U.S. v. Texas: The Latest Chapter in the DAPA Battle
Earlier this year on June 23, 2016, the currently 8-member Supreme Court reached a stalemate in a 4-4 tie vote regarding the legality of President Obama’s and DHS’ DAPA program (Deferred Action for Parents of Citizens and Residents). Unfortunately, this tie resulted in upholding the 5th Circuit’s decision that the program was unconstitutional.
Now, on October 3, 2016, the Supreme Court announced that they will not re-hear the case, which was requested by the Department of Justice (the DOJ represents President Obama and DHS during this type of litigation). This announcement is not a surprise, since one of the Justices that voted against the legality of DAPA would have had to now vote for a re-hearing.
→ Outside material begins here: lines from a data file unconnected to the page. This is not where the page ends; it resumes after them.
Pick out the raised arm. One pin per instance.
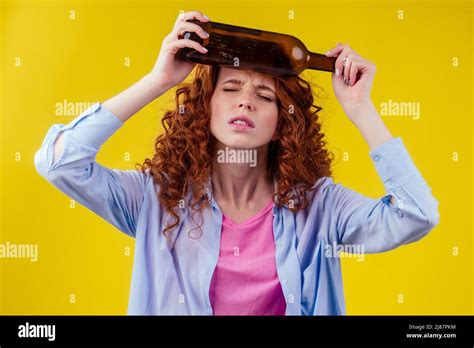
(67, 156)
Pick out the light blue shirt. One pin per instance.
(176, 281)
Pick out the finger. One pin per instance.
(347, 62)
(177, 44)
(340, 60)
(190, 27)
(335, 50)
(193, 15)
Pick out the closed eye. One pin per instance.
(261, 96)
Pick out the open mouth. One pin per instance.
(241, 123)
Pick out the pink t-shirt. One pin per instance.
(245, 281)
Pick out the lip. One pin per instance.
(244, 118)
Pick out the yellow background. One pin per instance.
(83, 60)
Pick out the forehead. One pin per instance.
(245, 76)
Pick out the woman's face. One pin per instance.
(248, 95)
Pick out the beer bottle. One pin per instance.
(245, 48)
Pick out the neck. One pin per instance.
(239, 184)
(321, 62)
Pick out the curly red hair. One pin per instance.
(295, 161)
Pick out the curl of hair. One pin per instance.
(296, 160)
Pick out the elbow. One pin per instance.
(433, 218)
(41, 163)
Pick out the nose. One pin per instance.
(245, 104)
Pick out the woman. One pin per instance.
(218, 237)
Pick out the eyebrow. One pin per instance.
(260, 86)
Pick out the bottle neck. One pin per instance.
(321, 62)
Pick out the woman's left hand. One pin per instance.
(352, 82)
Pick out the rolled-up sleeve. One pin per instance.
(115, 195)
(377, 224)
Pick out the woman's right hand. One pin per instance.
(168, 70)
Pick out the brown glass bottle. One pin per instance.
(262, 51)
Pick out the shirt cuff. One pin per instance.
(394, 164)
(94, 126)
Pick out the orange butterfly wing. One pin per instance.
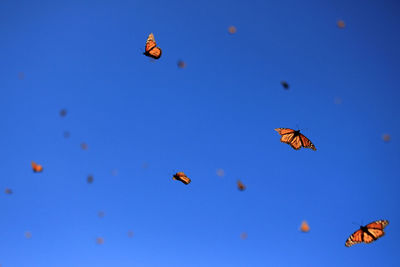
(155, 53)
(306, 142)
(296, 141)
(151, 49)
(380, 225)
(355, 238)
(373, 231)
(283, 131)
(304, 227)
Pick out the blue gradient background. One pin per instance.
(219, 112)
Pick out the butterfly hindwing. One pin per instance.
(306, 142)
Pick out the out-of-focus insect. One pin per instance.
(66, 134)
(220, 172)
(63, 112)
(243, 236)
(181, 176)
(151, 49)
(90, 179)
(8, 191)
(294, 138)
(304, 227)
(368, 233)
(285, 85)
(181, 64)
(84, 146)
(28, 235)
(386, 137)
(130, 234)
(341, 24)
(232, 29)
(21, 75)
(241, 186)
(36, 167)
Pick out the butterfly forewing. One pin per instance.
(307, 143)
(368, 233)
(294, 138)
(283, 131)
(355, 238)
(151, 49)
(381, 224)
(296, 143)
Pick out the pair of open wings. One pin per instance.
(295, 139)
(368, 233)
(151, 49)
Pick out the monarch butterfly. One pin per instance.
(304, 227)
(368, 233)
(151, 49)
(241, 186)
(294, 138)
(181, 176)
(36, 167)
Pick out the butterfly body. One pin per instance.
(294, 138)
(151, 49)
(181, 176)
(367, 234)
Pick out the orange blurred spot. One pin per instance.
(386, 137)
(63, 112)
(285, 85)
(28, 235)
(241, 186)
(243, 236)
(220, 172)
(84, 146)
(66, 134)
(8, 191)
(90, 179)
(340, 24)
(181, 64)
(21, 75)
(36, 167)
(337, 100)
(181, 176)
(232, 29)
(130, 234)
(304, 227)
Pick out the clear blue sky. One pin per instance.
(219, 112)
Such a vote would have been illogical for a Justice that opposes the program since the 5th opinion remains the law of the land due to the tie vote.
What does this mean for the future of DAPA? More and more litigation, with the next round likely to begin once a 9th Supreme Court Justice is appointed. However, rather than taking the more expedient route and having a full 9-Justice Supreme Court re-consider the U.S. v. Texas decision, a new lawsuit will have to turn the slow wheels of justice, working its way up Federal District and Appellate Courts in order to arrive at the Supreme Court once again.
While this is another setback, it is somewhat minor at this point due to the fact that it was certainly expected. It does remind us again how important this coming presidential election is, since the President alone holds the power to appoint Supreme Court judges (though as we have seen, the Senate can stall this process with their Constitutional “Advice and Consent” power).